Hafta sonu İstanbul'daydım. İstanbul yine muhteşem. Zaman değişiyor, İstanbul'un tarihi ve doğal güzelliği, şehre yaptığımız bunca tahribata güzelliğinden bir şey kaybetmiyor. Ama bir gün İstanbul'da dayanamayacak ve pes edecek. Moda'da Fenerburnu’nda kadim bir dostumla sabah kahvaltı yaparken İstanbul'u seyredip, İstanbul üzerine konuşurken yan masadan "Eski İstanbul" muhabbetleri kulağımıza kadar geliyordu: Ve "nerede eski İstanbul... Şimdi her taraf plaza oldu, Moda'yı bile plaza mezarlığına döndürecek bu işadamları" diyorlardı. 2010 yılında İstanbul dünya kültür başkenti olacak. Her yıl bir ya da iki ülke şehri dünya kültür başkenti oluyor. İlk kültür başkenti sanırım 1986'da Atina olmuş. 2010 yılı da İstanbul'a nasip olacak. Ancak korkarım ki, bu gidişle işadamları İstanbul'u kültür başkenti değil, ticaret başkenti haline getirecekler. Gerçekten beş on yıl sonra belki de denizi göremeyecek İstanbullu önündeki gökdelenlerden. Yavaş yavaş şehrin bağrına sokulan bir hançer gibi her yanı saracak gökdelenler.

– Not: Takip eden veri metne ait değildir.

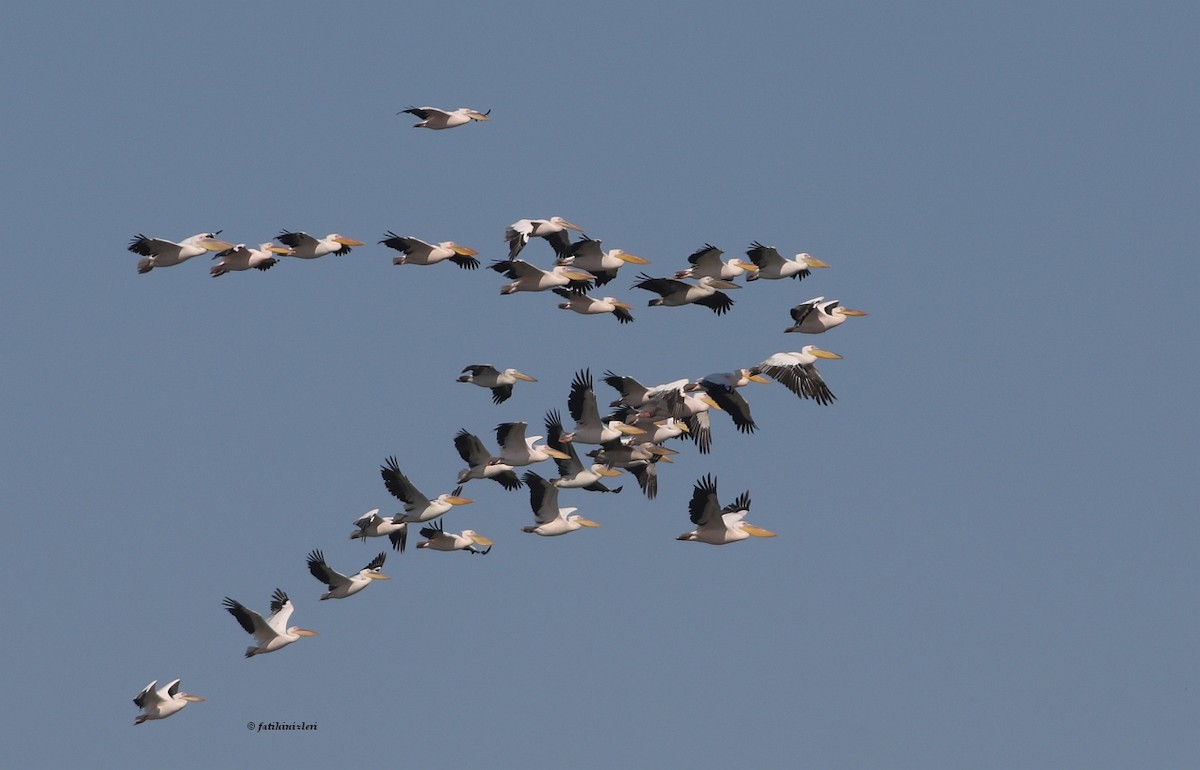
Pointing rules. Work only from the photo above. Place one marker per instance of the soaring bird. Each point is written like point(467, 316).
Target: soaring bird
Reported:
point(414, 251)
point(309, 247)
point(159, 704)
point(676, 293)
point(437, 539)
point(477, 457)
point(555, 230)
point(418, 507)
point(550, 518)
point(273, 633)
point(499, 383)
point(340, 585)
point(820, 314)
point(717, 525)
point(162, 253)
point(772, 264)
point(437, 119)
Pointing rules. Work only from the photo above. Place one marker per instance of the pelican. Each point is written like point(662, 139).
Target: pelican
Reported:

İstanbullu, büyükşehirin belediyecilik faaliyetlerinden de pek memnun değil. Son üç belediye başkanlarını değerlendirirken sonuncu için hiç de güzel şeyler söylemiyorlar. Belediyecilik anlayışını yanlış bulduklarını, her gün bir sürprizle karşılaştıklarını ifade ediyorlar. Bu sürprizler hiç de iyi sürpriz değil. Yollar değişiyor, İstanbul işadamlarına teslim ediliyor. Bu sefer öyle gecekondulara falan da değil, dev binalara teslim oluyor İstanbul.
Tabii bu kadar İstanbul bahsini boşuna anlatmıyorum. Geçen Akyokuş'tan Konya'yı seyrettiğimde aynı şeyle karşılaştım. Aynı his aynı korku her tarafımı kapladı. Gerek Kondelen denilen yeni alışveriş merkezi, gerekse diğer şirketlerin ve otellerin devasa yapıları, çok kötü bir görünüm arz ediyordu. Daha önce minareden uzun yapısı olmayan Konya'da teker teker gökdelenlerin egemenliğine teslim olacak diye korkuyorum. Gökyüzünü rahatça göremediğimiz bir şehir bizi mutsuz eder bizi. İstanbul'da boğazı göremeyenlerin akıbetini Konya'da on yıl sonra gökyüzünü göremeyenler şeklinde yaşayacak. Şehrimize sahip çıkalım, bir zamanların en güzel şehir yapılanmasına sahip diye öğündüğümüz Konya'mızda çarpık yapılaşmaya izin vermeyelim. Gelecekte gökyüzünün mavisine hasret kalmak istemiyorsak. Şehirde yaşayanlar olarak şehrimizi de yaşanır kılalım.